The unit file format is often touted as an asset, because it's much simpler than the shell-goo you would find on most distributions (Debian and derivatives for example provided a skeleton file for people to write their own init.d services. Just the boilerplate was almost 100 lines of sh. Contrast with OpenBSD where most scripts to configure service startup are only a couple of lines).
Having a key=value format was touted as a plug as it made things easier. Turns out that's not exactly true because some settings will have the expected effect only if you add enable a different setting at the same time. In my mind, this translates as an if/else which makes me think systemd.unit(5) format is not INI style configuration, but a small programming language masquerading as a configuration.
Anyhow, this turned out longer than I expected. The fact that it would be possible to do with sysvinit does not mean it would be a good idea to do this sysvinit.
And no I don't have the answer, maybe using Lisp like Guix do?
I've spent a whole week trying to figure out why I had filesystem permission issue on chmod syscall and not on fchmodat. The culprit was SystemD trying to be clever with namespacing which could have been fine if the reported error was semantically correct. It gets in the way provokes untrackable issues.
And yes, namespace is a kernel tool. But it's SystemD that sets it up ...
Edit: tipo and clarification
There is more crazy shit that we can do. Like set up entire service meshes with load balancers for your systemd units. Very neat.
Snabb I think that also has XDP/BPF support and you can do similar things using Lua
Prior to BPF there was "Enet Packet Filter", then Ultrix Packet Filter then something under SunOS before it became BPF. BPF was created in 1990 (at Berkeley) which was widely BSD oriented.
BPF, BSD — notice the first letter is the same ;-)
Also, many systems (some BSDs, SmartOS, macOS, Windows10, …) have an in-kernel VM for running dtrace bytecode.
BPF is very interesting, I remember one thing is that it's of very small size and has no loops, but I don't understand its use case for firewall yet.

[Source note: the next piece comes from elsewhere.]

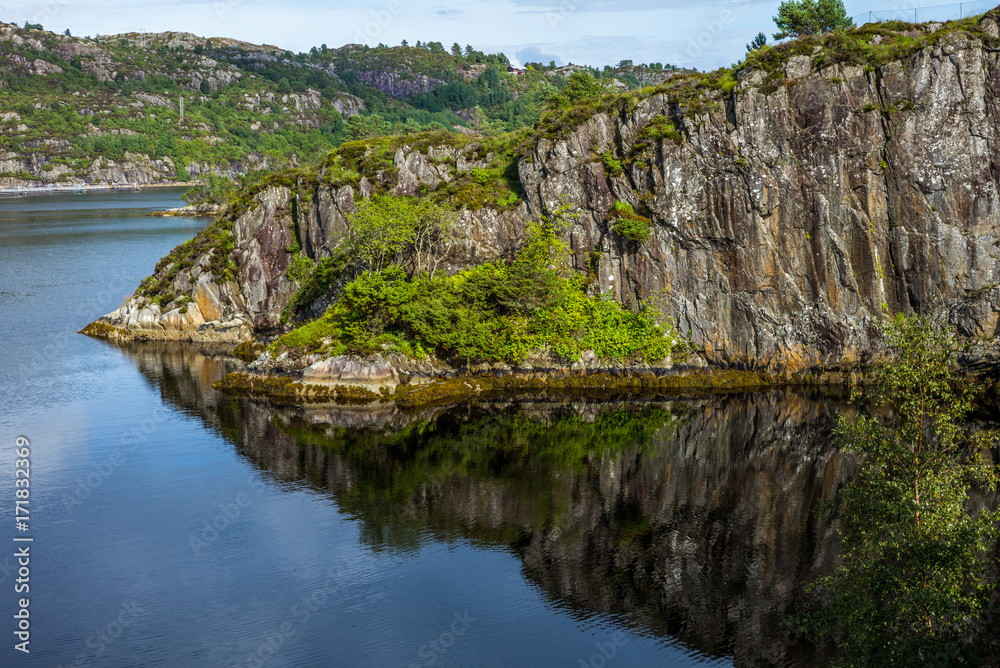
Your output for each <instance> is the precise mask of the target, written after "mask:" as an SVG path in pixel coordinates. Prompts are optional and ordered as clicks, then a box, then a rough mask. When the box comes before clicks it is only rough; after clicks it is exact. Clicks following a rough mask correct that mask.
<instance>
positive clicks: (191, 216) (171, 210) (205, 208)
mask: <svg viewBox="0 0 1000 668" xmlns="http://www.w3.org/2000/svg"><path fill="white" fill-rule="evenodd" d="M225 212H226V205H225V204H212V203H210V202H202V203H200V204H188V205H187V206H180V207H177V208H175V209H166V210H164V211H154V212H153V213H151V214H149V215H150V216H152V217H154V218H173V217H188V216H190V217H192V218H198V217H201V216H220V215H222V214H223V213H225Z"/></svg>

Second, I don't actually agree. JIT compilation is a generally accepted approach -- who cares what the IR is? And the bpf runtime is ULTRA constrained, so you can't slip a `system("rm -rf /")` in there (by a long shot).
So it's a question of interpreter vs. JIT, and a JIT makes it more feasible to use an ultra-simple language with aggressive verification, without losing too much speed.
Every feature has an attack surface, but you have to compare against the alternative, not the lack of feature.
(This assumes that you can't force it to use a kernel interpreter despite the JIT existing. Otherwise perhaps that is the part that should be disabled.)
AFAIK, BPF has in-kernel verifier on the safety of the BPF program, which is conservative and would reject safe program, let alone the real dangerous ones.
https://medium.com/@tyanir/understanding-bpf-check-alu-op-vu... has a longer description of one of them - namely, you can convince the verifier that a certain part of the program is dead code and therefore doesn't need to be verified when it does, and thereby get arbitrary unverified eBPF into the kernel.
There won't be an exploit for bpf. It's kind of a different layer and it's own system. "Exploit in bpf" is about the same level as "exploit in C". There's just no such general thing.